A mortgage is something that sounds both wonderful and terrifying at the same time. Wonderful because it bears the promise of finally settling down in a place that one can call his or her own, but terrifying because it comes with a financial responsibility that one has to bear for the next ten to thirty years. Still, this is a responsibility that most are able to take because in most cases, the pros will outweigh the cons.
Once the decision has been make the purchase (and the house as well as the lender has been chosen), then the paperwork needs to be filed. Do be mindful of this step as the approval of the application will be fully dependent on the integrity of your paperwork. If there are undeclared items that surface in the credit report, or there are declared incomes that cannot be proven, then this may lead to the delay or even the decline of the mortgage.
When going through the mortgage application process, remember that there are three things that the underwriter looks in order to approve the loan. In no order, these are:
Collateral – the underwriter will compare the cost of the house to the requested amount of the loan and check to see if the loan amount is fair enough, and if the house will be able to cover for the loan amount requested. A quick look will also be taken at the amount of the downpayment. Do expect that there may be a request to verify the source of funds for the downpayment.

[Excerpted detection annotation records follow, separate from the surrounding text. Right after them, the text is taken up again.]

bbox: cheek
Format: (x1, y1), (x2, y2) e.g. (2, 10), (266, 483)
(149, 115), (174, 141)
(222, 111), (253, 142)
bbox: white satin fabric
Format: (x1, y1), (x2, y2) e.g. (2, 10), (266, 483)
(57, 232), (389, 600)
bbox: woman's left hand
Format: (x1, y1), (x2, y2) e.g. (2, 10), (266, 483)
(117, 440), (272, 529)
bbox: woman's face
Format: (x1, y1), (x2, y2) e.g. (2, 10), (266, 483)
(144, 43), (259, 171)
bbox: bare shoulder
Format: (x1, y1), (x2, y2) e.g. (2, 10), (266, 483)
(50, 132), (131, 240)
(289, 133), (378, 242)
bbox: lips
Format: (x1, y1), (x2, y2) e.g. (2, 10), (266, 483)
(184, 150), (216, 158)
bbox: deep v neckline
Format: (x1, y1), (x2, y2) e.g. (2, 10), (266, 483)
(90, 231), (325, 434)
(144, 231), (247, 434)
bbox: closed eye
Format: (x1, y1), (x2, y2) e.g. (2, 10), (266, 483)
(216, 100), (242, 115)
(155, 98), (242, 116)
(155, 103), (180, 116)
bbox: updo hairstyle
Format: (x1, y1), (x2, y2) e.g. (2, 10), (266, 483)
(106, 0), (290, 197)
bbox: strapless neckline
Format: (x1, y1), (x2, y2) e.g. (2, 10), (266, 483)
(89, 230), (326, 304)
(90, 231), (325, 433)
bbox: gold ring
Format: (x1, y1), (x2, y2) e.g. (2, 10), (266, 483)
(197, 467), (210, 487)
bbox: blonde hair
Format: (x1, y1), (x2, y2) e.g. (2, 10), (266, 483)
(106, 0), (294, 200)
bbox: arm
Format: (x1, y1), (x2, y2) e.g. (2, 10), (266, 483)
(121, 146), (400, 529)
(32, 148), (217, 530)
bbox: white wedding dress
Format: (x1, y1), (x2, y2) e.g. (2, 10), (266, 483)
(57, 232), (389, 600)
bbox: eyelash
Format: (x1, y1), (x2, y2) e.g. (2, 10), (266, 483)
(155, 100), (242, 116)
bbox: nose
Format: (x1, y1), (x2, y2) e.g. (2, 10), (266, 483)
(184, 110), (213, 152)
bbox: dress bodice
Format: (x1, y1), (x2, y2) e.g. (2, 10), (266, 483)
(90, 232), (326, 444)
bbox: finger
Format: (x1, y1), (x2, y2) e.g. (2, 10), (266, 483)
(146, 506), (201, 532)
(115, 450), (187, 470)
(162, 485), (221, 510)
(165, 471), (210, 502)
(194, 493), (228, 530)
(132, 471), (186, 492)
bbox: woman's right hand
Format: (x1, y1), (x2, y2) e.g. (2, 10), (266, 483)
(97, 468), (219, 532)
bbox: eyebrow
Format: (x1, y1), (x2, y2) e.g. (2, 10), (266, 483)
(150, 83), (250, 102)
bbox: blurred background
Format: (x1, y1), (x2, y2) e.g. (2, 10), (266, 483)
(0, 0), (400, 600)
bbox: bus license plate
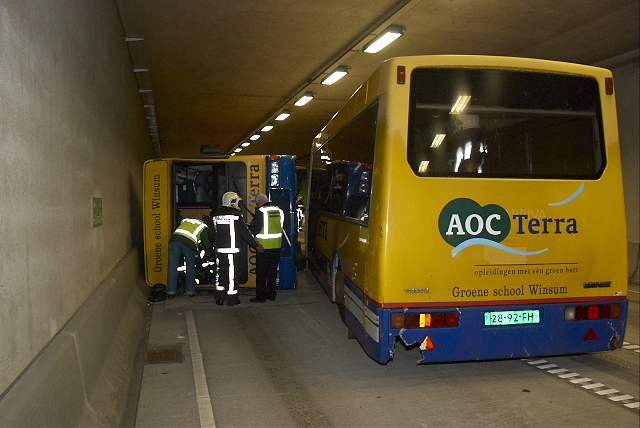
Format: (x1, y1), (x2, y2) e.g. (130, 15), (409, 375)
(484, 309), (540, 325)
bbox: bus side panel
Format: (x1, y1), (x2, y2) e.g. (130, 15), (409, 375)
(143, 161), (171, 286)
(267, 156), (297, 290)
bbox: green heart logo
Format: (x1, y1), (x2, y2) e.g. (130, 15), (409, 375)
(438, 198), (511, 247)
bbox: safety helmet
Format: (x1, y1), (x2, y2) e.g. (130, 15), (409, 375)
(222, 192), (242, 211)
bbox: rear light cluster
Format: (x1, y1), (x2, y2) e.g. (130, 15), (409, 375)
(391, 311), (458, 328)
(564, 303), (622, 321)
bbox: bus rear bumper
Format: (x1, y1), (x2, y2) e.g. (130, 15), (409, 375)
(345, 290), (628, 363)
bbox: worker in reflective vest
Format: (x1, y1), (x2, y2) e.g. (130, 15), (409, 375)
(166, 218), (213, 298)
(213, 192), (264, 306)
(249, 193), (284, 303)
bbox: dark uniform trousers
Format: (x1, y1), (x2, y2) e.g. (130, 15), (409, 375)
(256, 248), (280, 300)
(214, 253), (240, 306)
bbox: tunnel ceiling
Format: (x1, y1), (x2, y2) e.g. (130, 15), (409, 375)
(116, 0), (639, 159)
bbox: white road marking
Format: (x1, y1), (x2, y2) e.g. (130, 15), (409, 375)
(523, 358), (640, 409)
(187, 311), (216, 428)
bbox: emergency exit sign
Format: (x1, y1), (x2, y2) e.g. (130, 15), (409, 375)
(93, 198), (102, 227)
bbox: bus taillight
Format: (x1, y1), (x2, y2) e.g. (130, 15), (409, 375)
(564, 303), (622, 321)
(391, 311), (459, 329)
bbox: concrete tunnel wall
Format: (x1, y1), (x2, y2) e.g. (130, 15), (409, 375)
(0, 0), (152, 426)
(0, 0), (639, 426)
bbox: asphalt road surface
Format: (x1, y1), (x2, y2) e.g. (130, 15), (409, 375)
(136, 271), (640, 428)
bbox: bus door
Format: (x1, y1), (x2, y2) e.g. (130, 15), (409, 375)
(143, 156), (296, 289)
(171, 160), (255, 286)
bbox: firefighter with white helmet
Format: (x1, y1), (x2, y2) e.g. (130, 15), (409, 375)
(213, 192), (264, 306)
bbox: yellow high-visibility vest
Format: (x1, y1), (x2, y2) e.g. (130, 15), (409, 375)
(173, 218), (207, 246)
(256, 206), (284, 249)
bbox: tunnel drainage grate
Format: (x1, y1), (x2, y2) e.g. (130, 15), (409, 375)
(147, 348), (180, 364)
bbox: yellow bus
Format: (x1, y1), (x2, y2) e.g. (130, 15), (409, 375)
(143, 155), (297, 289)
(306, 55), (627, 363)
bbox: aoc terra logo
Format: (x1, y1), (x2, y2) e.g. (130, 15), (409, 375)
(438, 198), (578, 257)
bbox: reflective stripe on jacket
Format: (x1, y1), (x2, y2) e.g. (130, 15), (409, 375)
(256, 205), (284, 249)
(213, 214), (240, 254)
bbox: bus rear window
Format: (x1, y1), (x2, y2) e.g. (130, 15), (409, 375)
(407, 68), (605, 179)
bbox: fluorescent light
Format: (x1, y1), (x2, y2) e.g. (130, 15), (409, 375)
(276, 110), (291, 120)
(451, 95), (471, 114)
(293, 92), (313, 107)
(363, 25), (404, 53)
(321, 66), (349, 85)
(431, 134), (447, 149)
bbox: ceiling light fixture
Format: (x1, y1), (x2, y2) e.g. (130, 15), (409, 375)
(451, 95), (471, 114)
(321, 65), (349, 85)
(363, 25), (404, 53)
(276, 110), (291, 120)
(293, 92), (314, 107)
(431, 134), (447, 149)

Capacity – one thing that the mortgage application process does is make sure that the borrower has the ability to pay off the debt, and that the lender is not going into an agreement that has a huge potential to turn sour. In the form 1003, the borrower will need to provide how much he or she earns, as well as the current payments that he or she has. It’s usually preferred by lenders that all expenses should not be more than 30% of the gross monthly income.
Credit – a check will also be done on the applicant’s credit history, to make sure that everything is in order. Delayed payments and bankruptcy may be causes for declines, so it is important that if an event in the past is reflecting negatively on a credit report then one should at least have an explanation for it in writing. Documented proof will also be a huge help.
Once the application is passed and the underwriter receives it, most people would undergo what is usually termed as “clearing conditions”. This is a step in the mortgage application process wherein the underwriter would like to verify certain portions of the application. These may vary from clarifications regarding employment history or bank records, to the presentation of documents regarding accounts that have been paid off but are not reflecting as such. Do not delay upon receiving these requests, because they usually take time, and your should have all requirements present at the time of the closing of the loan (a week prior to the scheduled closing would be good).
When going through the mortgage application process, the most important thing is to make sure that all papers are in order, and that every proof of your financial stability is present. With a good loan officer and smart documentation, you would not need to go through the process more than once for a house.